Just as with powers of attorney that apply to civilians, military powers of attorney vary in their coverage, and what authority you grant is entirely up to you. Due to the travel often involved in military roles, having a power of attorney in place for a military spouse can be beneficial for many everyday situations, such as accessing your bank account, registering a car, or filing taxes. The unpredictability of life during deployment can mean sudden changes in your plans and your ability to make decisions on your own behalf, whether it's through unavailability, injury, or incapacitation.
Having a power of attorney in place is a good idea for anyone in the military, but for those who are deployed, it can be critical. Once you determine which power of attorney you'll need, you'll need to decide who your agent will be.
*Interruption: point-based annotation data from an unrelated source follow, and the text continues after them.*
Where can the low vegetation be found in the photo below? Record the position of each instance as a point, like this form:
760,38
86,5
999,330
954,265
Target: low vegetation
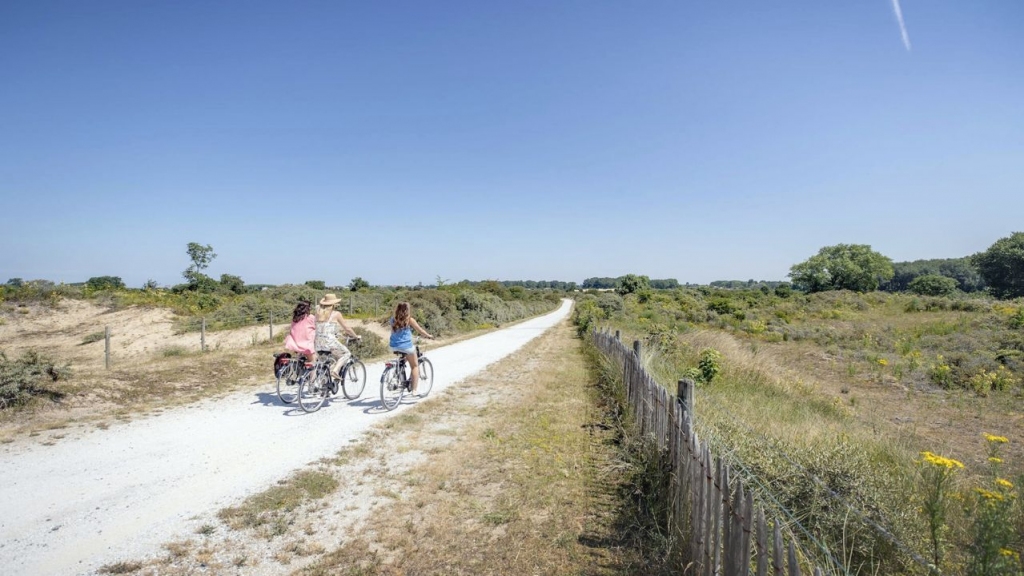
30,375
818,397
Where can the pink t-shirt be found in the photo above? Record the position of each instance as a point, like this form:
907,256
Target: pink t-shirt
300,339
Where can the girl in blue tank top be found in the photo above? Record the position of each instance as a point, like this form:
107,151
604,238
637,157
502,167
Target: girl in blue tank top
402,325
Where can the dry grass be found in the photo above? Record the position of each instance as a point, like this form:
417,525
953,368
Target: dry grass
526,489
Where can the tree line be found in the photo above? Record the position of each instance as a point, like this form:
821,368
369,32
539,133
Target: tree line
999,270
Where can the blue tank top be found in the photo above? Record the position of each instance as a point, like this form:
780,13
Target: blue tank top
402,338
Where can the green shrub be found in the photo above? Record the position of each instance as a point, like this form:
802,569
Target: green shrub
371,345
25,377
93,337
933,285
710,364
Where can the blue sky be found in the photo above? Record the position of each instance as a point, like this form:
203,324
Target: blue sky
401,141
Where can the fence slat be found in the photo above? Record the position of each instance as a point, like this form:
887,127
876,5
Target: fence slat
762,544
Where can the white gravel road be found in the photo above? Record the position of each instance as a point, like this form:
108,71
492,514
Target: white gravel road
71,507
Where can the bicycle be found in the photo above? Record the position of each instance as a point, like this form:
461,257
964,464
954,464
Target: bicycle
394,380
289,371
317,382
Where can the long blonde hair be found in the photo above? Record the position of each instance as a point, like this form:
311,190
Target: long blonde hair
400,317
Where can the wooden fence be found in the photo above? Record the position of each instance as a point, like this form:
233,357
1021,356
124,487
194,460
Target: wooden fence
716,527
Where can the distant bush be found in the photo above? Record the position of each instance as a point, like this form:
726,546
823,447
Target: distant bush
93,337
25,377
104,283
371,345
933,285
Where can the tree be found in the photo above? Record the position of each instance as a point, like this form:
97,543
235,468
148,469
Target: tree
232,283
104,283
632,283
843,266
1003,265
201,257
933,285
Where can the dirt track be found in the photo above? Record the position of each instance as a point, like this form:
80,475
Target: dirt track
68,508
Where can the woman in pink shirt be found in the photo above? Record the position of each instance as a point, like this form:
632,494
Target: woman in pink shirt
300,339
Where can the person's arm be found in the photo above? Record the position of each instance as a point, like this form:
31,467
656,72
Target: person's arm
341,322
416,325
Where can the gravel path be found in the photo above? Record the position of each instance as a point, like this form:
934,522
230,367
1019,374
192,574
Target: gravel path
74,506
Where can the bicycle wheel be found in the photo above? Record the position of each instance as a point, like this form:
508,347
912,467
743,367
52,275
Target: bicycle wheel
313,389
426,377
288,382
391,388
353,379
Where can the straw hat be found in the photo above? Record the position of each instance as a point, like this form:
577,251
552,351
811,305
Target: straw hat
330,300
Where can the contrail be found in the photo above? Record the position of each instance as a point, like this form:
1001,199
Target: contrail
902,27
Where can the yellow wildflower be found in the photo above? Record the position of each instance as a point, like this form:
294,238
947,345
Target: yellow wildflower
941,460
988,494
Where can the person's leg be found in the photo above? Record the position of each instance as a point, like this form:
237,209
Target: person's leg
414,369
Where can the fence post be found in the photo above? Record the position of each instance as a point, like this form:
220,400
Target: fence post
685,396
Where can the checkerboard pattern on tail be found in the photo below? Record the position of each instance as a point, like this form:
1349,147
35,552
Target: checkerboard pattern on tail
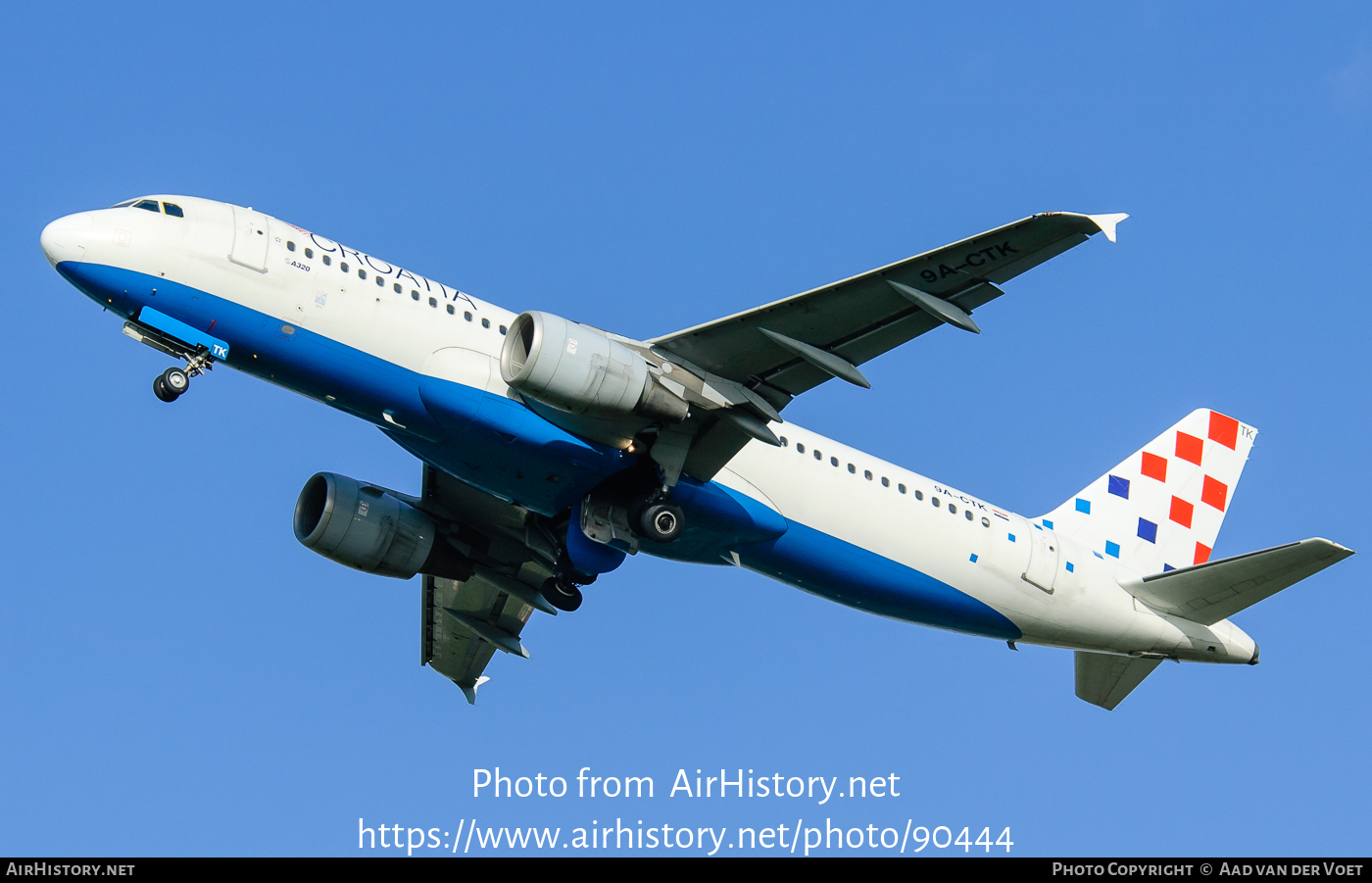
1161,509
It's important to remember that any attorney-in-fact is responsible for your best interests and must, to the best of their ability, advocate on your behalf. There are a few steps that can simplify the process of delegating a power of attorney.
You are able to appoint multiple attorneys-in-fact to represent your interests, and you should decide whether these agents must act jointly or separately in making decisions. Multiple agents might be beneficial if your medical or financial affairs are complex. But having multiple agents can introduce scheduling conflicts to the process and may delay important decisions. Similarly, only having one agent has limitations. You should appoint a backup agent who can step in if the original agent is suddenly unable to execute their duties.
Trust is a key factor when choosing an agent for your power of attorney. Whether the agent is a friend, relative, organization, or attorney, you need someone who will look out for your best interests, respect your wishes, and won't abuse the powers granted to them. Should you, a friend, or relative suspect wrongdoing on the part of your agent, report the suspected abuse to a law enforcement agency and consult a lawyer.
It's crucial for an agent to keep accurate records of all transactions done on your behalf and to provide you with periodic updates to keep you informed. If you're unable to review these updates yourself, direct your agent to give an account to a third party that you approve of. You can appoint multiple agents.
You should decide whether these agents must act jointly or separately in making decisions. Multiple agents may ensure more sound decisions, acting as checks and balances against one another. It does have to be in writing, signed, witnessed and notarized.
However, once your agent is appointed via a valid Power of Attorney, he or she simply has to present the document at the institution where business is to be transacted on your behalf. For instance, if your agent needs access to your bank account in order to pay bills on your behalf, he or she will take the Power of Attorney to the appropriate bank to prove that you have authorized such access. In many situations, a Financial Power of Attorney will authorize an agent to sell property on behalf of the principal the person who made the Power of Attorney.